Substituting the previous relation yields

$|s+v|^2=|s|^2+|v|^2-|s|^2=|v|^2.$

Thus

$|s+v|=|v|.$

Since

$s+v=u+w+v=u+v+w=d-a,$

we obtain

$|d-a|=|c-b|.$

This is exactly

$|AD|=|BC|.$

This completes the proof. ∎

Verification of Key Steps

The expression for $\overrightarrow{MN}$ uses only the midpoint definition and the identity $b+d-a-c=(b-a)+(d-c)$, which holds by direct regrouping of terms.
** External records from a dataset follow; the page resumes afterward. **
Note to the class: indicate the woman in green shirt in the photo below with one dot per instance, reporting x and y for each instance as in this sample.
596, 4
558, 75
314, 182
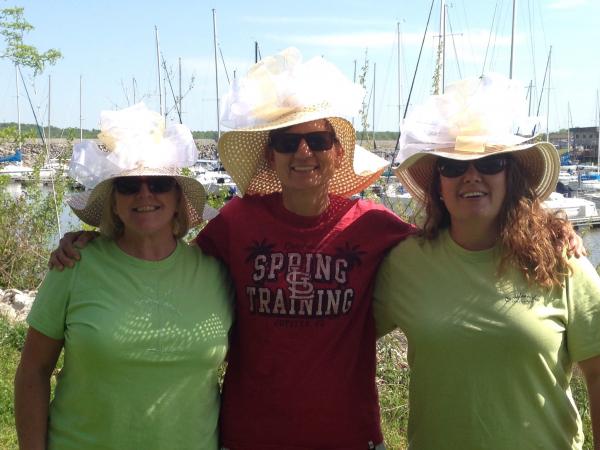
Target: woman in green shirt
143, 320
495, 314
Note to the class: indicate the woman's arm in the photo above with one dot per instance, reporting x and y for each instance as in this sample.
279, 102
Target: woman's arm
32, 389
591, 370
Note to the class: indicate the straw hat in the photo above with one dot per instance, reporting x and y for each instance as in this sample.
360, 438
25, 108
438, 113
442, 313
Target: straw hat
137, 144
281, 91
473, 119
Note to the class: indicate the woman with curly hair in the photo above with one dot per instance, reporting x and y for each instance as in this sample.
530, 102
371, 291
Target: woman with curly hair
495, 314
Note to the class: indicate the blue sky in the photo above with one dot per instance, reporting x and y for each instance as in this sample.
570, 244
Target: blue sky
108, 43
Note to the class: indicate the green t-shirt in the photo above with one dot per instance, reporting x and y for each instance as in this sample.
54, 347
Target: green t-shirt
142, 342
490, 357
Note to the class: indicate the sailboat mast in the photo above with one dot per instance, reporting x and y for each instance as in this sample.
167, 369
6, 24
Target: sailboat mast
216, 72
399, 80
158, 70
49, 99
18, 108
180, 96
441, 50
374, 73
80, 108
598, 130
443, 33
569, 128
512, 39
548, 95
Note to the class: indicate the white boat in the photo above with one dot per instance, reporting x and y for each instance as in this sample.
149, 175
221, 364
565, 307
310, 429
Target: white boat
576, 209
210, 173
19, 172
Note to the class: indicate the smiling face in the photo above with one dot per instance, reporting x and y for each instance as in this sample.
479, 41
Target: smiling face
473, 199
306, 171
146, 213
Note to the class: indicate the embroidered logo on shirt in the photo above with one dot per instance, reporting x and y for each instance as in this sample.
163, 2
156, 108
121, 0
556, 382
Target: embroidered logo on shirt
523, 298
303, 285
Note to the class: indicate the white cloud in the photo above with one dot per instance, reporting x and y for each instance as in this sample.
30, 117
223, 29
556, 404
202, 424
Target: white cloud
566, 4
296, 20
376, 39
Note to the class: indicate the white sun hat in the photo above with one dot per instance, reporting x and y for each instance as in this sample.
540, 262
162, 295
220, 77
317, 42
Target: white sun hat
137, 143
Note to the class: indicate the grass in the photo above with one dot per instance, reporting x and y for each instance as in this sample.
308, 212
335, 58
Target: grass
392, 378
11, 343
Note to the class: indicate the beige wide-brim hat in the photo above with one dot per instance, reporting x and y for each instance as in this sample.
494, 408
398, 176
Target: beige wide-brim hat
539, 160
243, 154
90, 205
278, 92
472, 119
136, 143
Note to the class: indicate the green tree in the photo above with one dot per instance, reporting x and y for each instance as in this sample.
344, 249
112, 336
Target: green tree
364, 109
13, 27
28, 220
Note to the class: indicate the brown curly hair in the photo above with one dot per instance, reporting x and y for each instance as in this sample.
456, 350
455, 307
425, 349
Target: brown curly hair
541, 260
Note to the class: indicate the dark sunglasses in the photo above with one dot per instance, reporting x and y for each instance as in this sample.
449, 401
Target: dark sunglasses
317, 141
451, 168
133, 185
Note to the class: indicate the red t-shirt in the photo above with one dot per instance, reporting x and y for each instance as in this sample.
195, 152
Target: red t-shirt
301, 371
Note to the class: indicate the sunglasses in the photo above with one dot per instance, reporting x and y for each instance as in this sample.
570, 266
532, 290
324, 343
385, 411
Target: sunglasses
133, 185
451, 168
317, 141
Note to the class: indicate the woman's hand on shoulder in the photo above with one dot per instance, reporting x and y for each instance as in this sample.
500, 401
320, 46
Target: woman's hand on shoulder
67, 253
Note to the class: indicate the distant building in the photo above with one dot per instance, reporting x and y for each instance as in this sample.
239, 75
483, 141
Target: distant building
584, 144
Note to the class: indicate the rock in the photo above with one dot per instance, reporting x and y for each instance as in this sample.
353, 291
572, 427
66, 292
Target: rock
15, 304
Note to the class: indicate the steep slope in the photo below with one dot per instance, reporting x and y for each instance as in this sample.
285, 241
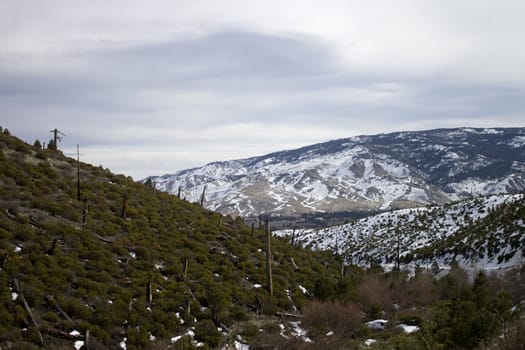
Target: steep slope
364, 173
134, 267
484, 232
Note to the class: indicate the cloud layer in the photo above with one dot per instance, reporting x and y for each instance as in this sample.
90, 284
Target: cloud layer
152, 88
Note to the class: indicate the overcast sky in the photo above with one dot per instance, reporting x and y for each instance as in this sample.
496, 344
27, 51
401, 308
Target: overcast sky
151, 87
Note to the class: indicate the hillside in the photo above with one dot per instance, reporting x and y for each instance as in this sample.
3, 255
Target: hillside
362, 174
129, 264
125, 266
486, 232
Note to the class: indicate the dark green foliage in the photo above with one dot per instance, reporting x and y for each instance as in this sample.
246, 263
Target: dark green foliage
97, 271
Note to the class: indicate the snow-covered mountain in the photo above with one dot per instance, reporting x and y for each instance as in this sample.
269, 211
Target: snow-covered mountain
363, 173
483, 232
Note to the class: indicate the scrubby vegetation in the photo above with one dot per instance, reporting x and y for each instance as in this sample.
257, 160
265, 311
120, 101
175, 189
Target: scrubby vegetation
129, 266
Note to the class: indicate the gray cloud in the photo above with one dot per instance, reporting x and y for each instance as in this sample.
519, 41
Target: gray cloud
154, 106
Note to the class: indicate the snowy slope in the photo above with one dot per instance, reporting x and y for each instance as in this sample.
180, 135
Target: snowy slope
364, 173
487, 231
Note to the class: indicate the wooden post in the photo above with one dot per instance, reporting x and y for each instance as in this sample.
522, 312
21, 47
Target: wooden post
51, 250
149, 293
186, 262
124, 206
85, 212
203, 195
78, 173
269, 282
28, 310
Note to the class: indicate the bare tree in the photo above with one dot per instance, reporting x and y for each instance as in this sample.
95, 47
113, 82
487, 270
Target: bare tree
56, 137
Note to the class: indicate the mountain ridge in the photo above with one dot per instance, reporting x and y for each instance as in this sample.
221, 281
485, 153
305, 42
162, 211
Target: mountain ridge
361, 173
485, 232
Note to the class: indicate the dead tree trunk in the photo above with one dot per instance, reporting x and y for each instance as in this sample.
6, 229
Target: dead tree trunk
149, 293
186, 262
203, 195
29, 311
124, 206
269, 282
78, 174
85, 211
51, 250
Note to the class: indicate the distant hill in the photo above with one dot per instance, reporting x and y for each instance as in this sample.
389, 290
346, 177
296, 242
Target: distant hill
362, 174
486, 232
122, 265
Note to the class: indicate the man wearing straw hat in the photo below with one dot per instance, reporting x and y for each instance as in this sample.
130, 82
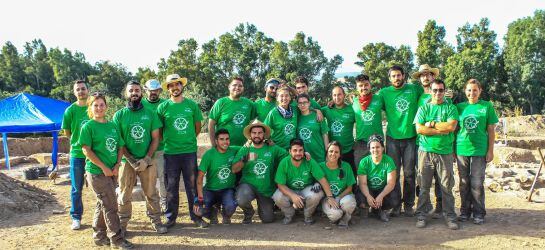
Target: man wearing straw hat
181, 119
258, 163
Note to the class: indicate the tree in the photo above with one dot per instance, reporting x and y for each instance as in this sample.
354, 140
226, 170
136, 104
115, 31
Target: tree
524, 55
432, 48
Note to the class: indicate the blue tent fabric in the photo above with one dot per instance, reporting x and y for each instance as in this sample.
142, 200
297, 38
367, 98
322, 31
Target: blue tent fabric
26, 113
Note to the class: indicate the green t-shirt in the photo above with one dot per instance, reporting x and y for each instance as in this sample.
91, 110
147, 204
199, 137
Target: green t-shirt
368, 122
472, 138
341, 125
217, 167
377, 174
136, 128
73, 119
298, 178
105, 140
401, 106
153, 106
283, 130
337, 184
233, 116
311, 132
260, 172
263, 108
444, 112
179, 125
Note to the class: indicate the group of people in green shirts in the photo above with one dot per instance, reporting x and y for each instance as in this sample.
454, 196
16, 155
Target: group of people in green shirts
283, 150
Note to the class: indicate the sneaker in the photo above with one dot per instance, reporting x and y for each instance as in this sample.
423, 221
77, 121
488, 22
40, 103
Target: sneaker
409, 212
309, 221
478, 220
76, 224
102, 242
286, 220
122, 244
383, 216
160, 228
201, 223
452, 225
170, 223
421, 223
395, 212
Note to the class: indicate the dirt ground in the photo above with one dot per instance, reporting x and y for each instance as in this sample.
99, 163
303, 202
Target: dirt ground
511, 222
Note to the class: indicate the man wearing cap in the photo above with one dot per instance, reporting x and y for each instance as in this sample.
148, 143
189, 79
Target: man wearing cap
216, 165
400, 102
299, 181
427, 75
181, 119
232, 112
73, 119
436, 122
139, 128
258, 163
264, 105
152, 101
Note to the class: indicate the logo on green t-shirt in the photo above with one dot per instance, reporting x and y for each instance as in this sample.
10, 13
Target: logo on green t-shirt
337, 127
288, 129
470, 122
402, 105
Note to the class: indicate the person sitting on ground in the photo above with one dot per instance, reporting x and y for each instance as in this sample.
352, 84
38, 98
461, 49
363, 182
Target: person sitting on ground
377, 179
341, 178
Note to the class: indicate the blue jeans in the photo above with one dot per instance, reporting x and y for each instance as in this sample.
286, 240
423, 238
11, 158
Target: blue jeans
77, 170
186, 165
225, 196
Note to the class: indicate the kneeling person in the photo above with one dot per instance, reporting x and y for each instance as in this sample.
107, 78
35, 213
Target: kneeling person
220, 181
295, 178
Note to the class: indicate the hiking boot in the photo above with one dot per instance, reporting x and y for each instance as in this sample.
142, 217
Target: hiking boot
395, 212
102, 242
76, 224
201, 223
309, 221
421, 223
452, 225
286, 220
383, 216
478, 220
160, 228
122, 244
409, 212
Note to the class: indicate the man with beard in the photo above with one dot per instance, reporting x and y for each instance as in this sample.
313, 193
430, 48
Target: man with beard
153, 90
139, 128
297, 188
264, 105
427, 75
181, 119
232, 112
258, 163
401, 103
74, 118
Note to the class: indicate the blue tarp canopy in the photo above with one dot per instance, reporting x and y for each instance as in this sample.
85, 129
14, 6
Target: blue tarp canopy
26, 113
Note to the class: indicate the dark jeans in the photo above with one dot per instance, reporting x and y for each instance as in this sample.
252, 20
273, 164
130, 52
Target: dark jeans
471, 170
77, 172
225, 196
186, 165
246, 194
403, 152
390, 201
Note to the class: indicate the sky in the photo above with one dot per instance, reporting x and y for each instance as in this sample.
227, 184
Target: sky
138, 33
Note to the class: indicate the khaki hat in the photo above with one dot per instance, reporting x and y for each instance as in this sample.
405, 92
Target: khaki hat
173, 78
425, 68
254, 124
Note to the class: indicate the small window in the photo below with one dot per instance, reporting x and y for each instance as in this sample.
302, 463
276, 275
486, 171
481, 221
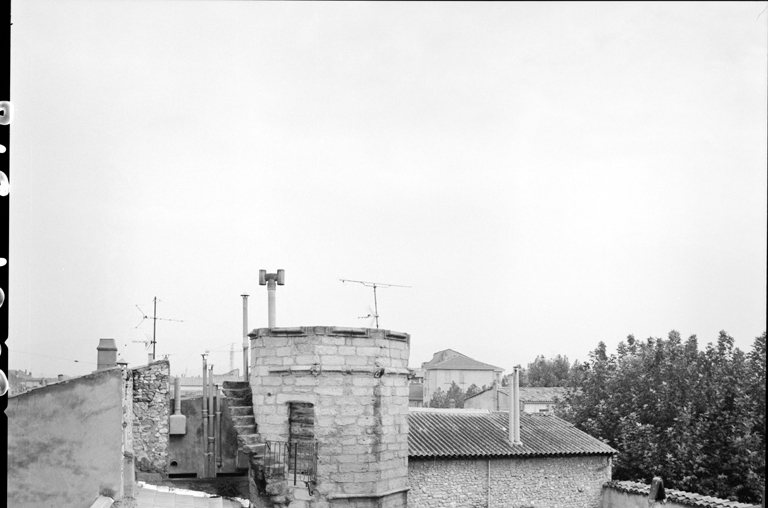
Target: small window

The expression for $\overrightarrow{PQ}$ depends on rewriting $d-a$ as $u+v+w$, which follows from $d-a=(d-c)+(c-b)+(b-a)$, ensuring the cyclic decomposition of the quadrilateral is preserved.

The transition from $(u+w)\cdot(u+2v+w)=0$ to $s\cdot(s+2v)=0$ introduces no loss of information since $s=u+w$ is a direct substitution.

The final step uses the identity $|x+y|^2=|x|^2+|y|^2+2x\cdot y$, applied to $x=s$ and $y=v$, which is valid in any Euclidean plane via the dot product structure.

Alternative Approaches

A synthetic approach replaces vectors with affine geometry and uses the midpoint parallelogram theorem, interpreting $MN$ and $PQ$ as diagonals of a midline quadrilateral formed by the four midpoints. The perpendicularity condition can then be translated into equality of projections of opposite sides, leading to $|AD|=|BC|$.

A complex-number formulation is also possible by placing the quadrilateral in $\mathbb{C}$ and expressing midpoints as arithmetic means; perpendicularity becomes a condition on imaginary parts of products, which again reduces to a symmetric identity between $AD$ and $BC$.